独立Lコーチ辞退し、保険業界へ。元ヤクルト松井淳が歩み始める「第2の人生」【後編】
「大事な年」に死球禍で左尺骨を骨折
今年が勝負──。そう心に誓った翌2013年、プロ4年目のシーズン。前年まで2年連続本塁打王のウラディミール・バレンティンがケガで出遅れたこともあり、初の開幕スタメンを勝ち取ったものの、すぐに二軍降格。そんな松井淳を待ち受けていたのは、相手バッテリーによる厳しい内角攻めだった。
前年までの3年間は二軍でも計11死球だったのが、このシーズンは容赦なく当てられた。5月末にはその数は2ケタに到達。5月28日の東北楽天ゴールデンイーグルス戦(利府)からは4試合で計6死球を受け、続く6月2日の読売ジャイアンツ戦(戸田)でも初回にデッドボールを食らい、これで左尺骨を骨折してしまう。
「4年目が大事な年っていうのはわかってた中で骨折してしまって……。あれで厳しいなと思いました」
実戦に復帰したのは、既にシーズンも終盤の9月。最後は一軍でもプレーしたが、せっかくつかんだかに思えたあの良い時の感覚が、戻ってくることはなかったという。
「今振り返ると、(骨折が)もったいなかったというか……。でも、それも野球人生なんでしょうがないです」
昨年、今年と一軍でプレーする機会にはほとんど恵まれなかったが、それでも最後まで全力で野球に取り組んだという自負がある。だから、29歳の誕生日を前にバットを置くことになっても悔いはなかった。
「一生懸命やって(一軍に)上がれないならしょうがないかなって。それもプロ野球なんで……。でも、僕はまだ切り替えができる年齢でもあったので、ちょうどいいのかな、潮時なのかなって。(年齢が)30ちょっとまでいってしまうと、なかなか切り替えるのは難しいのかなっていうのはありましたね」
「野球が終わったら、何か人のためにやりたいなっていうのがあった」
29歳でスタートする「第2の人生」。野球に対する未練はなかったのか。
「独立リーグから指導者としての話があって、すごくやりたいなという気持ちもあったんですけど……」
実は来年からルートインBCリーグに参入する滋賀ユナイテッドベースボールクラブの上園啓史監督(元阪神、楽天)から、共通の知人を通じてコーチとしての誘いがあったのだという。

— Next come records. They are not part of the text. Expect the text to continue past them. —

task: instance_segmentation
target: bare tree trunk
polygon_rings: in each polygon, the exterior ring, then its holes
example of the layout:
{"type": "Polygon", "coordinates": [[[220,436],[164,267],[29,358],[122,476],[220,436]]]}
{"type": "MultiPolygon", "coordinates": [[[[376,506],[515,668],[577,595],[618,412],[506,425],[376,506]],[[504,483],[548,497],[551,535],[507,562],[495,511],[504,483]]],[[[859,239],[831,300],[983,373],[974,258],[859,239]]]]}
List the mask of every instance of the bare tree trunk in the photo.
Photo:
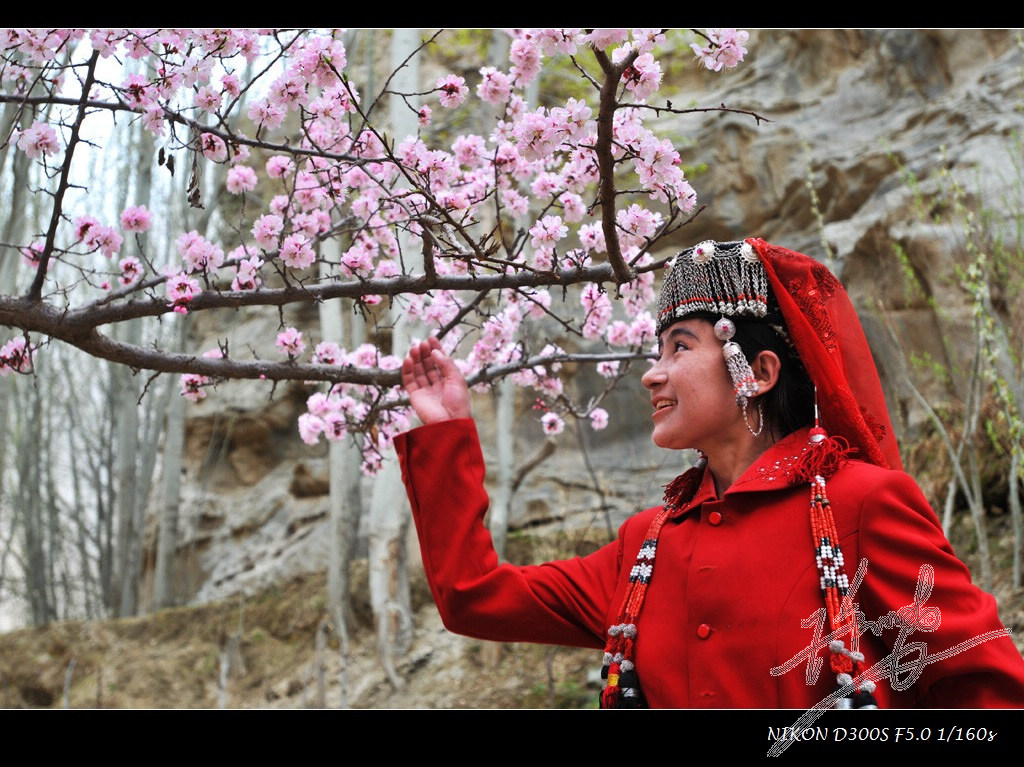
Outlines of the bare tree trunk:
{"type": "MultiPolygon", "coordinates": [[[[392,35],[391,69],[394,71],[419,45],[419,30],[396,29],[392,35]]],[[[392,80],[392,87],[404,93],[415,93],[419,90],[417,56],[413,56],[404,68],[398,70],[392,80]]],[[[416,127],[415,112],[403,99],[392,97],[391,128],[394,134],[413,134],[416,127]]],[[[415,244],[408,240],[402,242],[402,247],[410,253],[419,252],[415,244]]],[[[409,345],[404,314],[394,307],[391,319],[392,351],[404,352],[409,345]]],[[[412,637],[406,547],[409,520],[410,511],[400,469],[396,461],[385,461],[374,483],[373,500],[370,504],[370,604],[377,622],[381,665],[396,689],[402,686],[402,680],[395,668],[395,658],[407,650],[412,637]]]]}
{"type": "MultiPolygon", "coordinates": [[[[184,323],[179,339],[184,336],[184,323]]],[[[153,574],[153,607],[160,610],[176,604],[174,559],[178,548],[178,507],[181,504],[181,471],[185,448],[185,399],[168,379],[166,398],[167,426],[163,453],[163,481],[159,507],[159,533],[156,571],[153,574]]]]}
{"type": "MultiPolygon", "coordinates": [[[[337,249],[337,240],[324,243],[325,248],[337,249]]],[[[337,253],[333,254],[338,255],[337,253]]],[[[329,260],[334,261],[331,257],[329,260]]],[[[321,268],[326,271],[322,264],[321,268]]],[[[323,276],[327,276],[324,274],[323,276]]],[[[320,304],[320,333],[324,341],[331,341],[351,348],[354,337],[349,327],[345,332],[342,319],[344,302],[324,301],[320,304]]],[[[339,679],[339,708],[348,707],[348,660],[349,660],[349,568],[355,550],[356,533],[362,510],[362,496],[359,490],[358,448],[350,440],[328,443],[328,506],[330,509],[331,545],[327,564],[327,602],[331,623],[338,636],[341,654],[339,679]]]]}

「このままずっと野球に携わっていく人生もいいんですけど、それもいつまでできるかわからないですから。まだ30(歳)前ですし、これからの30年間まったく別の道で生きていくのも必ずプラスになると思ったんで、何かを変えるなら今だと思いました」
コーチ就任を辞退し、最終的に選択したのは一般企業への就職。日本に本社を置く外資系の大手生命保険会社「ジブラルタ生命保険株式会社」である。

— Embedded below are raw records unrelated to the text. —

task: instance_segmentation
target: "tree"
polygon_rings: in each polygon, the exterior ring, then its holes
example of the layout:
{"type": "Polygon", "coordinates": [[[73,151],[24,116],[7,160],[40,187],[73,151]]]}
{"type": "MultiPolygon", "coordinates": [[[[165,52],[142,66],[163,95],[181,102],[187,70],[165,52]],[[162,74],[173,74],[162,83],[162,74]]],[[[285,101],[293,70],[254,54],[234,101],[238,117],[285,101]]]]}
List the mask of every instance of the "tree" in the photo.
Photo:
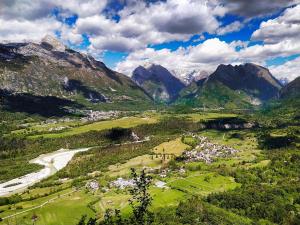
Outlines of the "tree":
{"type": "Polygon", "coordinates": [[[127,219],[123,219],[120,210],[108,209],[105,212],[104,220],[101,225],[150,225],[153,223],[153,214],[149,211],[152,198],[148,193],[152,177],[147,175],[145,170],[138,175],[135,169],[131,169],[131,176],[134,180],[134,186],[129,190],[132,197],[129,204],[132,208],[133,215],[127,219]]]}
{"type": "Polygon", "coordinates": [[[133,215],[131,217],[132,224],[148,225],[153,223],[153,214],[149,211],[152,204],[152,198],[148,193],[152,177],[142,170],[138,175],[136,170],[131,168],[131,175],[135,185],[129,190],[132,195],[129,204],[132,207],[133,215]]]}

「最初は別な保険会社からお話を聞いて、それで保険の仕事に興味を持ちました。結局、3社にお話しを聞いた中で、ジブラルタ生命に入りたいと思いまして、決心しました。『保険』ってあまりいいイメージがなかったんですけど、この会社ならホントにその人に合った保険が作れるっていうのを聞いて、これなら人のためになるかなって思いました」
横浜出身ながら、子供の頃はヤクルトファン。そのチームで選手としてプレーし、憧れだった池山隆寛コーチ(現楽天)の指導も受けるなど、プロ野球の世界では1つ夢をかなえた。では、これから始まる「第2の人生」における新たな夢とは──。

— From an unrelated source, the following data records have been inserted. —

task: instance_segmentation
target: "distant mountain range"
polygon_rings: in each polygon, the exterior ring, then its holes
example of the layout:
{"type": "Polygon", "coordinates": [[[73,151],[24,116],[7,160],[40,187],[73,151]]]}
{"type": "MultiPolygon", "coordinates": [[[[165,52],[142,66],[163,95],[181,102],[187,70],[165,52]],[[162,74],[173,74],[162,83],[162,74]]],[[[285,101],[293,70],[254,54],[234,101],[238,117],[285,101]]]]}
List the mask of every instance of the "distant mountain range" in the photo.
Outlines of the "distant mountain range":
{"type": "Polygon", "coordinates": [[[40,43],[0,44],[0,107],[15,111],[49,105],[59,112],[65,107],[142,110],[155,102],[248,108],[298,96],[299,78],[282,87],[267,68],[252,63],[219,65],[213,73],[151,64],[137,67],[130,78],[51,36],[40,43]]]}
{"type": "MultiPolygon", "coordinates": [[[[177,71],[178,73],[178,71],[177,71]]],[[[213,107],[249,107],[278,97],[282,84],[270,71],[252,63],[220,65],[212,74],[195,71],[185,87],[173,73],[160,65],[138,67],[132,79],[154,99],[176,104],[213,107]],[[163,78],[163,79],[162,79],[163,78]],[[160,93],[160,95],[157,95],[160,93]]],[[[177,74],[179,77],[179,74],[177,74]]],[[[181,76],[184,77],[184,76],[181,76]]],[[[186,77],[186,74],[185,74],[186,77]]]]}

「今年、娘が生まれたんで、娘の夢をかなえてあげたいっていうのがあります。僕自身は保険の道に進むんで、仕事を通して1人でも多くの人の役に立てたらいいっていうのをすごく思ってますね。今まで野球をやっていてホントに人に恵まれてきたんで、野球が終わったら何か人のためにやりたいなっていうのがあったんです」
もちろん野球ともまったく縁を切るつもりはない。将来を見据え、学生野球資格回復制度の研修会も受講した。まずは目の前の仕事で精いっぱいになるだろうが、少し余裕ができたら「副業はできないですけど、ボランティアとかであれば野球も教えてみたいですね。子供に教えるのはすごい楽しいですから」という。
現役時代はとにかく真面目に、ひたむきに野球に取り組む選手だった。その姿勢は、必ずや新たな道でも生きるはずだ。来年からは社会人として新たなスタートを切る松井淳の「第2の人生」に幸あれ。